In fact, all Mortgage Brokers near me (including myself) are licensed by the Financial Services Regulatory Authority (FSRA) of Ontario, which means we’re all licensed to broker mortgages in all of Ontario. Also, since most of our work can be conducted remotely via telephone, email, web sessions, etc., the idea of finding mortgage brokers near me becomes less relevant to the fulfillment of your mortgage needs.

At CMS Canadian Mortgage Services, we have been breaking the barriers of distance for our clients by operating as a mobile brokerage since 2012. Our process has always allowed us to offer services that accommodate our clients in their respective lives. Whether we meet in person or through virtual means, our primary objective is to provide you with the right solutions to meet your needs. So, the next time you search mortgage brokers near me, remember that the closest broker to you may not be the one to get you the best possible solution.

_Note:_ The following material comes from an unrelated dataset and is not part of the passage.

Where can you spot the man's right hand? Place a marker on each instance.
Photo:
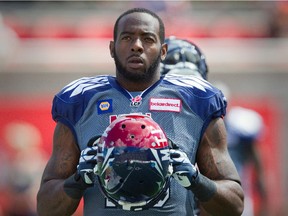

Don’t be afraid to click on CMS Canadian Mortgage Services because even if we’re not the closest to you, we can help you just the same and possibly more efficiently! (905) 455-5005

Our service areas include (but not limited to):

Brampton, Mississauga, Etobicoke, Toronto, Milton, Caledon, (and most of the Greater Toronto Area)

Prime Rate Canada: Important Dates/Changes to Make Note Of

October 2018 to March 2020 – Prime Rate Canada: 3.95%

 

Change (March 4, 2020) – Bank of Canada cuts it’s key interest rate by 0.50% (half a percentage point) to 1.25% from 1.75% as an attempt to soften the economic impact of the Covid19 outbreak.

Result – Prime Rate Canada: Drops from 3.95% to 3.50%

 

 

Change (March 13, 2020) – As the pandemic worsens, Bank of Canada delivers an emergency rate cut by another 0.50% (half a percentage point) from 1.25% to 0.75%… a level last seen in August 2017.

Result – Prime Rate Canada: Drops from 3.45% to 2.95%

 

Change (March 27, 2020) – The economy takes a huge hit and panic kicks in as governments start taking stricter control over the Covid19 pandemic. Bank of Canada delivers another emergency rate cut, again by 0.50% (half a percentage point) from 0.75% to 0.25%… a low last seen in 2008-2009

Result – Prime Rate Canada: Drops from 2.95% to 2.45%

 

It’s no coincidence that the Key Interest Rate and Prime Rate Canada have dropped amid the pandemic. The pandemic poses great threats to the economy… something we’re all experiencing by this point in time.

But what does a drop on the Prime Rate Canada mean for you, and what questions should you be asking industry professionals if you have a mortgage or are looking to purchase? Should you choose a Fixed or Variable rate as a result of the new Mortgage Prime Rate?